Voyant que les prix ne baissaient pas, l’AMF avait demandé aux sociétés de gestion d’évaluer leur parc. Lors d’une récente réunion de l’ASPIM, où un très grand nombre de gérants étaient présents, beaucoup ont milité pour annoncer des baisses à la rentrée, et idéalement en fin d’année.
L’objectif ? Avoir un prix réduire au 1er janvier, afin de gonfler artificiellement les rendements, puisque désormais, l’AMF oblige de communiquer sur un TDVM avec le prix de la part au début d’année, et non en cours.
On peut, a minima, saluer le courage d’Amundi et BNP d’assumer cette baisse dès maintenant.
Parce que si certains gérants se bornent (mais toujours entre -10% et +10%, évidemment) à dire que les loyers commerciaux sont indexés sur l’inflation, ils sont plafonnés depuis maintenant 2 ans.
Pire. Avec la chute des prix de l’immo de bureaux, certains biens sont devenus complètement illiquides, invendables, même en solde. Une grande société de gestion ne trouve pas preneur à 40M€ pour un bien acquis 180M€ par son véhicule phare il y a quelques années. Un offre à 20M€ est sur la table.
Mais pour cette première newsletter (que vous êtes déjà 450 à suivre : merci 😎), c’est un autre sujet SCPI auquel je me suis intéressé : les conseils de surveillance.
Tout commence il y a 3 mois en regardant des bulletins annuels. Sur 3 SCPI que je suis régulièrement, je découvre des noms identiques sur les conseils de surveillance. En creusant un peu, j’apprends que nombreux sont ceux qui se plaignent de ces cercles fermés, auxquels personne ne comprend rien, et qu’il ne semble pas facile de rejoindre.
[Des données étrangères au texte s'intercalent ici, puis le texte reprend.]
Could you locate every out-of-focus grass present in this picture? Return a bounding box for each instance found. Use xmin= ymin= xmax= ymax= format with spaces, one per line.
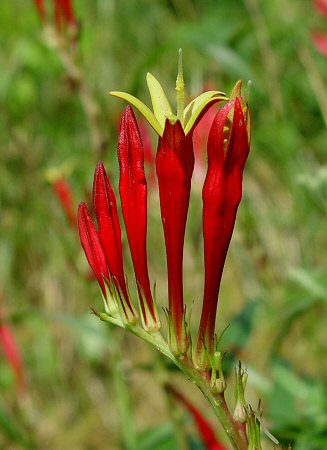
xmin=1 ymin=0 xmax=327 ymax=448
J’ai donc voulu comprendre.
Cette enquête de plusieurs semaines a été particulièrement longue. J’ai épluché les rapports annuels des 2 à 3 dernières années des 111 SCPI ouvertes à la souscription (hors véhicules fiscaux, donc), pour extraire les 1’047 noms qui composent les conseils de surveillance, puis les budgets qui leur sont alloués. Avant d’interroger une quinzaine de personnes, CGP, gérants ou membre de CS.
Au programme :
👉 Un rôle discutable
👉 Des ultra cumulards
👉 Un pognon de dingue
👉 Et pas beaucoup de gonzesses
🔔Commençons par le début
Un conseil de surveillance est un comité non exécutif (il n’a pas de fonction dans la SCPI) dont la mission est de vérifier le bon fonctionnement d’une entreprise, afin d’en rendre compte aux actionnaires. Il est différent du conseil d’administration qui joue un rôle dans la stratégie ou l’orientation de l’entreprise. Le CS, lui, veille a posteriori, aux intérêts des épargnants, qui sont associés.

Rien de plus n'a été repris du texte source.